Frost students out in cold as union fights precarious work

By Roderick Benns

Frost students out in cold as union fights precarious work
Audrey Healy, right, says it's time for better work for contract faculty.

It’s 8:40 am on the coldest day of fall so far this year. There should be scores of students entering Fleming College’s Frost Campus in Lindsay for classes.

Instead, a thin picket line of resolve has formed across the campus driveway and 2,000 students in Lindsay have been left out of class in a battle about job quality for college instructors.

Audrey Healy, union steward for Ontario Public Service Employees Union (OPSEU) Local 352, says that 81 per cent of courses taught at Ontario colleges are taught by contract faculty.
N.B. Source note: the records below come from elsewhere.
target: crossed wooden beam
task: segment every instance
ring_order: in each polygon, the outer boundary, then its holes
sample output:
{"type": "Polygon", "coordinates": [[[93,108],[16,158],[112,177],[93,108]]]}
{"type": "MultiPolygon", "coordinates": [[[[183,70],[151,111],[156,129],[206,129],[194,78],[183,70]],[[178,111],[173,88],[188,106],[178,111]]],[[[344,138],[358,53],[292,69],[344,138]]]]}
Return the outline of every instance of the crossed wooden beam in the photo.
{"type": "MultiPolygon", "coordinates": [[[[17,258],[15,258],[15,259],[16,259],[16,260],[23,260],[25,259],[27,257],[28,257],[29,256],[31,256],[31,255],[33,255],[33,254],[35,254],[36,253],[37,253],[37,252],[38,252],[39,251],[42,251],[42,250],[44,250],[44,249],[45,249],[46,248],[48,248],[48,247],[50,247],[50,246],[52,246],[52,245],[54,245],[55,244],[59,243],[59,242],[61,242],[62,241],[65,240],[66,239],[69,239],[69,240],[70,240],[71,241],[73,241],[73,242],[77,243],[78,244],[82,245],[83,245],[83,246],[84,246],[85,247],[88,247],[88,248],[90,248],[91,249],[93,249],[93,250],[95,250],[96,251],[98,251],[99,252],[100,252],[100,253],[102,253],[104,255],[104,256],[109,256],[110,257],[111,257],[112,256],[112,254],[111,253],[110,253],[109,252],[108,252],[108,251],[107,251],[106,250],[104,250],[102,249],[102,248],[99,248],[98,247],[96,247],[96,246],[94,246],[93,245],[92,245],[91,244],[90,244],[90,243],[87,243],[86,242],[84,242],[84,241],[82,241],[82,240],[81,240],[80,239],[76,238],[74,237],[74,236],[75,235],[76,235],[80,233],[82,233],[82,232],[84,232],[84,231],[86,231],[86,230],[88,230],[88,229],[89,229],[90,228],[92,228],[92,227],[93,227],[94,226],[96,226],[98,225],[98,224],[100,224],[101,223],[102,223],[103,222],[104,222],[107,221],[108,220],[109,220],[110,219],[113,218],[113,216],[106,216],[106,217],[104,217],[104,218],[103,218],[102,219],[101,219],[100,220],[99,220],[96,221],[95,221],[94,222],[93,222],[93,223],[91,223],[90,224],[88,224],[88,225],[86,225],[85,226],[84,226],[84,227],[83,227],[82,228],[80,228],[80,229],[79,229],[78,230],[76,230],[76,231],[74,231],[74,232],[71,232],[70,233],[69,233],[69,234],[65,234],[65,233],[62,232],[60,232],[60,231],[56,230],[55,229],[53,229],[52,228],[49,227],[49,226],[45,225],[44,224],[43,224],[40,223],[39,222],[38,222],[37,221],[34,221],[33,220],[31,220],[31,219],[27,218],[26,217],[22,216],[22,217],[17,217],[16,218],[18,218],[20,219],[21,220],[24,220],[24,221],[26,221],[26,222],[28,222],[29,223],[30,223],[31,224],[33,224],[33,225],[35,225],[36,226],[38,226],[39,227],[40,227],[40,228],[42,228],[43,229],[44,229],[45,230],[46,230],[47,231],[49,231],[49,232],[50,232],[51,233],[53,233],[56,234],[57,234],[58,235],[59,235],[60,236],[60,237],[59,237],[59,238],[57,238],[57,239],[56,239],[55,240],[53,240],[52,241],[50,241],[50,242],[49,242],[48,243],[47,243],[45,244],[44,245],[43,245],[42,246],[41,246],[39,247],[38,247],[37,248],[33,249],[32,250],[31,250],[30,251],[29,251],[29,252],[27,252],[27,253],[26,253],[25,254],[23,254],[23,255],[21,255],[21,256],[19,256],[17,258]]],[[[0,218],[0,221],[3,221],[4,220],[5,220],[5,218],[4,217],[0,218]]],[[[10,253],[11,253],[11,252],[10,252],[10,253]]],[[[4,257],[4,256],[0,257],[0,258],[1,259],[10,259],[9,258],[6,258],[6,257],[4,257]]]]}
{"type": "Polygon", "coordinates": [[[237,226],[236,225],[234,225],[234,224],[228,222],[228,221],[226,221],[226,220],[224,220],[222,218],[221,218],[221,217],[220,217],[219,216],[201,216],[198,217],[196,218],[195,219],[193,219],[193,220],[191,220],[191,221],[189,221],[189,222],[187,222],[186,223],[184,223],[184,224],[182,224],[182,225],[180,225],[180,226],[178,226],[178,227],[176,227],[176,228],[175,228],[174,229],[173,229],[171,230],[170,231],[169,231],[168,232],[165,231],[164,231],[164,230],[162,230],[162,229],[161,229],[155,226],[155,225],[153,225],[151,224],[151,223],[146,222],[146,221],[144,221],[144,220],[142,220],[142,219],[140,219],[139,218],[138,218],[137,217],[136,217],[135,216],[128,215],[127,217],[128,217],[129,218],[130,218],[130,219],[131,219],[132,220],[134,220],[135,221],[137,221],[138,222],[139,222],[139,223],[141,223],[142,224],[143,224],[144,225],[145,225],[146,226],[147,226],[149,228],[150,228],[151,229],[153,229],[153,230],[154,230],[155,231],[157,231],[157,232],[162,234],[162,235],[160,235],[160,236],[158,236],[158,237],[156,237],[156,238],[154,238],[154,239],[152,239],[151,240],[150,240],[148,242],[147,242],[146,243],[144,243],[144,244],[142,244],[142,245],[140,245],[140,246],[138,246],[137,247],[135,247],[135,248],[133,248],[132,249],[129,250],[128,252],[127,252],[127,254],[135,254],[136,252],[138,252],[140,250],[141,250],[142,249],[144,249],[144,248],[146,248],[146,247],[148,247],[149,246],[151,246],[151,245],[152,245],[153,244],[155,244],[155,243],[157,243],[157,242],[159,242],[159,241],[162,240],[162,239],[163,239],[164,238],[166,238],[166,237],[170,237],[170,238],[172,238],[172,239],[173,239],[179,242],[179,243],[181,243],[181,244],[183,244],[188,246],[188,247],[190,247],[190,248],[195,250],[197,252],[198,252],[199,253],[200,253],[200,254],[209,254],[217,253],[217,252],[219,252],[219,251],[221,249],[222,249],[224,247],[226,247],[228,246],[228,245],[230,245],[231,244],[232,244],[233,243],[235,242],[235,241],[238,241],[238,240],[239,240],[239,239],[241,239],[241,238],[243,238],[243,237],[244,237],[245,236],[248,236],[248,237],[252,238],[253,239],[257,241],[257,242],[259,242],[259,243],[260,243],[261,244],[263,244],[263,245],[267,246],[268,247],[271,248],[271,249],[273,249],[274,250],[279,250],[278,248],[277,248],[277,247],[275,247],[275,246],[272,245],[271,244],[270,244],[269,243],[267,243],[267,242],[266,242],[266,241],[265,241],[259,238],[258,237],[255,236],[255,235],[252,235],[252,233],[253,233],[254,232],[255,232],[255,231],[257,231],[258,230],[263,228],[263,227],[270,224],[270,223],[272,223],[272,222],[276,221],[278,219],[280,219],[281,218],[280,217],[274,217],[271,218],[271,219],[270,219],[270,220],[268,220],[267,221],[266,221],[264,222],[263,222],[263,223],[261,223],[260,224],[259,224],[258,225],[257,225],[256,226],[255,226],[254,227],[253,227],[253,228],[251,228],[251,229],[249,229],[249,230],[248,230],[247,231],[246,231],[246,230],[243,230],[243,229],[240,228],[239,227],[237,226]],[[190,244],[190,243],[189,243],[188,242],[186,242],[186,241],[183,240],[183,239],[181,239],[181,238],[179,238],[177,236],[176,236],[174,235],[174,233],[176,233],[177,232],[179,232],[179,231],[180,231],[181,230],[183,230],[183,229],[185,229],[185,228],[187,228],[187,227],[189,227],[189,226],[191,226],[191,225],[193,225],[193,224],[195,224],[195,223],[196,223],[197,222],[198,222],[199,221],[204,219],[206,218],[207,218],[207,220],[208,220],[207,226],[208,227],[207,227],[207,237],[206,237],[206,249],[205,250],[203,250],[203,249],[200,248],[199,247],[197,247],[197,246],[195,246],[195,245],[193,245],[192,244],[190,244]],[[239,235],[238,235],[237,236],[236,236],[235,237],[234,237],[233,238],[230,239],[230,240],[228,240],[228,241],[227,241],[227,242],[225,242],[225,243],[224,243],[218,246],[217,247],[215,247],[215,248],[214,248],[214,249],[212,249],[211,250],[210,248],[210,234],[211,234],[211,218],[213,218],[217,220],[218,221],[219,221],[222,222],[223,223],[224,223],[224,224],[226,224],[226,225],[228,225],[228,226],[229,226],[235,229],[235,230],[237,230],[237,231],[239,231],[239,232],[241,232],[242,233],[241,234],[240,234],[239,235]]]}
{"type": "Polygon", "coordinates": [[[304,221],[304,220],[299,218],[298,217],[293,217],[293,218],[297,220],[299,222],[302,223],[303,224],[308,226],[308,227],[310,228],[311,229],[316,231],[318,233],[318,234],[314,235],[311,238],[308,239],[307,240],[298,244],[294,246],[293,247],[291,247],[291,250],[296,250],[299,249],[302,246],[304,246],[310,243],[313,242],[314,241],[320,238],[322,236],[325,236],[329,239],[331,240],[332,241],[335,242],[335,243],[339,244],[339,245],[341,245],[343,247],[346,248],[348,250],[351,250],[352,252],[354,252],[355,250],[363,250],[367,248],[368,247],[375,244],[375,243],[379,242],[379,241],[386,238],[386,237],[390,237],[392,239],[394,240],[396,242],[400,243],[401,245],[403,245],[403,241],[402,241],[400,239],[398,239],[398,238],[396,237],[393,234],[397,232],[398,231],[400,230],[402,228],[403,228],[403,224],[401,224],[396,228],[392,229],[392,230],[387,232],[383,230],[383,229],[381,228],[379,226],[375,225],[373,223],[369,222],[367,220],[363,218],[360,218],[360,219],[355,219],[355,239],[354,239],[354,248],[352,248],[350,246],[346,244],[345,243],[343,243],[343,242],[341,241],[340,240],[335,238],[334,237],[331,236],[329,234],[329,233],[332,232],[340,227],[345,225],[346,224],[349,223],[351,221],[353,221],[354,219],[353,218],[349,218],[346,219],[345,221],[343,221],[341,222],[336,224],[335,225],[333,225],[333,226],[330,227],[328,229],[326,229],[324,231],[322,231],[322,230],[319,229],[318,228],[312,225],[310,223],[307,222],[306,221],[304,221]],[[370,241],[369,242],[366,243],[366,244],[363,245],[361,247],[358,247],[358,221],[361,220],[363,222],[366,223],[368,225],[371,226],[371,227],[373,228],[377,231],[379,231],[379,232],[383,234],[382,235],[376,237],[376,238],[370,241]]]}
These instructors go from semester to semester, never knowing if they will have another course to teach.

“We’ve asked for a 50-50 ratio instead,” says Healy, between part-time contract faculty and full-time work.

Frost students out in cold as union fights precarious workPrecarious employment has been rampant across Canada, growing since the 1980s when privatization, deregulation, and globalization began in earnest. This kind of work is defined as part-time, temporary, or contract, often without benefits. More than half of Greater Toronto Area workers are in temporary, contract or part-time jobs, according to McMaster University, but cities and towns of all sizes, including Lindsay, have been adversely affected.

In addition to the quality of work for instructors, Healy says the strike action is also about teachers having more academic decision-making power.

“We need some of this power in the hands of teachers – so it’s more like a model of shared governance,” she says.

Without this, Healy says the quality of education suffers. For example, if a three-hour weekly class is shorted by a college to two hours it may be cheaper for the college but perhaps not beneficial for the students.

“In some cases, they (the students) are being short-changed in their education,” she says.

“This matters because with instructors having a partial say it would allow the curriculum to be developed by good pedagogy,” and not seen only through the lens of cost to the college, she says.

Healy says one student who came to school this morning to use the library — which remains open during the strike — was worried about missing even a single day of his intensive 10-month course.

“It’s unfortunate this is happening,” Healy says.

The College Employer Council has said that union demands would add more than $1 billion in costs over a three year time frame.

Across Ontario, the strike action is affecting 24 colleges and about a half million students.

OPSEU, which represents 12,000 college professors, instructors, counsellors and librarians, is also seeking increased job security for its part-time faculty.